South Africa: Minister Advocates for Women Empowerment

17 September 2019

Transport Minister Fikile Mbalula has called on the international maritime community to commit to creating opportunities for women and a conducive environment for them to thrive in the sector.

"Women constitute the majority of the global population. However, those demographics do not find the same expression in our workplaces in terms of gender equity and parity," the Minister said.

He was addressing the World Maritime Day Parallel Event that is currently underway in in Cartagena, Colombia.

"Empowering women and a girl child is an imperative we must all embrace and support. Our educational and skills interventions must be deliberately biased towards women," Mbalula said.

He said the International Maritime Organization (IMO) is firmly committed to tackling gender equity.

This has been demonstrated by the implementation of various programs including the adoption of the IMO theme for 2019: Empowering Women in the Maritime Community.

"The establishment of Women in Maritime Associations (WIMA) and other regional associations, which are professional networks, is equally a demonstration of this commitment. We are firmly behind the good intentions of the IMO Secretary-General, Kitak Lim, to develop the long-term strategy to address gender parity," the Minister said.

He said South Africa will be re-launching the South African Chapter of Women in Maritime Sector, Eastern and Southern African Association (WOMESA) before end of 2019.

"Notwithstanding the structures, initiatives and programs in place, there is a continuous demand of technical assistance and capacity building from IMO Member States. As a collective responsibility in ensuring that there is no country that is left behind," Mbalula said.

Promoting global partnership

The Minister encouraged Member States of the IMO to provide funding and mobilise financial resources for the noble cause of the Integrated Technical Co-operation Programme (ITCP) programme.

"With the increasing demand of technical assistance and capacity building, the current funding model of the ITCP is coming under increasing pressure, and its sustainability into the future is not assured.

"Sustainable global partnerships require deeper levels of collaboration and partnerships between the public and private sectors, the NGO sector and academia. These partnerships must translate to both in-kind and financial commitments to ensure long-term sustainability of the ITCP.

"... We must commend various governments and private sector companies who have already committed themselves to provide financial and in-kind support," he said.

The ITCP was designed to assist developing countries to implement international maritime rules and standards in a harmonized manner in accordance with IMO's global mandate "to promote safe, secure, environmentally sound, efficient and sustainable shipping through cooperation".
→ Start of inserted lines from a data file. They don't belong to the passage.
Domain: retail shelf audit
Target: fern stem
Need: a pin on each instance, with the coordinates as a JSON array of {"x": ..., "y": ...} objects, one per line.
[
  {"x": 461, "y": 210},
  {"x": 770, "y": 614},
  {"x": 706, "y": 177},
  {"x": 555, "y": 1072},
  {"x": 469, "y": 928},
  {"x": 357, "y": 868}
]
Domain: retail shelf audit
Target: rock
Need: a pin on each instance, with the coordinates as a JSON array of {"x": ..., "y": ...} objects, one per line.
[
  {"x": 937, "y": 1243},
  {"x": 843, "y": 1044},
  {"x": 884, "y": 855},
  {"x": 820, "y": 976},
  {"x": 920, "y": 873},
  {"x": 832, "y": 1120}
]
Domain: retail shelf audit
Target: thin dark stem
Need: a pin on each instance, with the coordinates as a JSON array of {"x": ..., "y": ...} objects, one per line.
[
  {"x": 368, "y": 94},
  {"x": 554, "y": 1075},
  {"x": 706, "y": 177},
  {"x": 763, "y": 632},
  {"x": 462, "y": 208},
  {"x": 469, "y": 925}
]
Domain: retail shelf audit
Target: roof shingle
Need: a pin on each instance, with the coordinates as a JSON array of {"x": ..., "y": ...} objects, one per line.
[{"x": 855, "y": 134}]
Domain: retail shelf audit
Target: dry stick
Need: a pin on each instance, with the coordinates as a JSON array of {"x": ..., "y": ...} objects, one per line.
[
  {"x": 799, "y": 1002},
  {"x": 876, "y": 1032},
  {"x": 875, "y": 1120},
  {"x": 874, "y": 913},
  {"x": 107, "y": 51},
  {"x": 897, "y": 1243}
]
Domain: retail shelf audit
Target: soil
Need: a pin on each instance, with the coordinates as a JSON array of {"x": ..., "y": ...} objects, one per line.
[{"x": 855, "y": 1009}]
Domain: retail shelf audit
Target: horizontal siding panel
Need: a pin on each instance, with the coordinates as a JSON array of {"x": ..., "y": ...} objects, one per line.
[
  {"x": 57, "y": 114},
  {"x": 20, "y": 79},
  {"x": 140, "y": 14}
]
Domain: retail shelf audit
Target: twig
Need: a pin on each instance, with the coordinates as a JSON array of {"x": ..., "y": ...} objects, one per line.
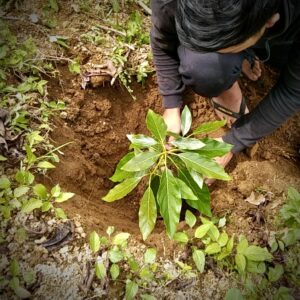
[
  {"x": 120, "y": 68},
  {"x": 106, "y": 28},
  {"x": 144, "y": 7}
]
Many developing countries cannot yet give full and complete effect to IMO's instruments. For this reason and, as mandated by the Convention that created IMO, the Organization established an ITCP, with the sole purpose of assisting countries in building up their human and institutional capacities for uniform and effective compliance with the Organization's regulatory framework. South Africa is a beneficiary of the number of the ITCP programs.

"We are also one of ten Lead Pilot Countries under Global Maritime Energy Efficiency Partnership project. We are pleased to be associated with this partnership and being a beneficiary to this project seeking to address environmental pollution from international shipping.

"We believe that the IMO has earned its stripes in delivering ITCP projects for Member States. Therefore, we encourage the IMO to continue soliciting partnerships with various governments and private sector partners, who are able and willing to provide financial and in-kind support in ensuring that work of the IMO continues," the Minister said.

He said governments should be encouraged to send their students to IMO institutions of learning, the World Maritime University and the International Maritime Law Institute.

"These institutions not only assist governments to train their officials to be able to provide necessary support on the implementation of the IMO instruments, but also provide powerful platforms for collaboration and giving impetus to a global vision," the Minister said.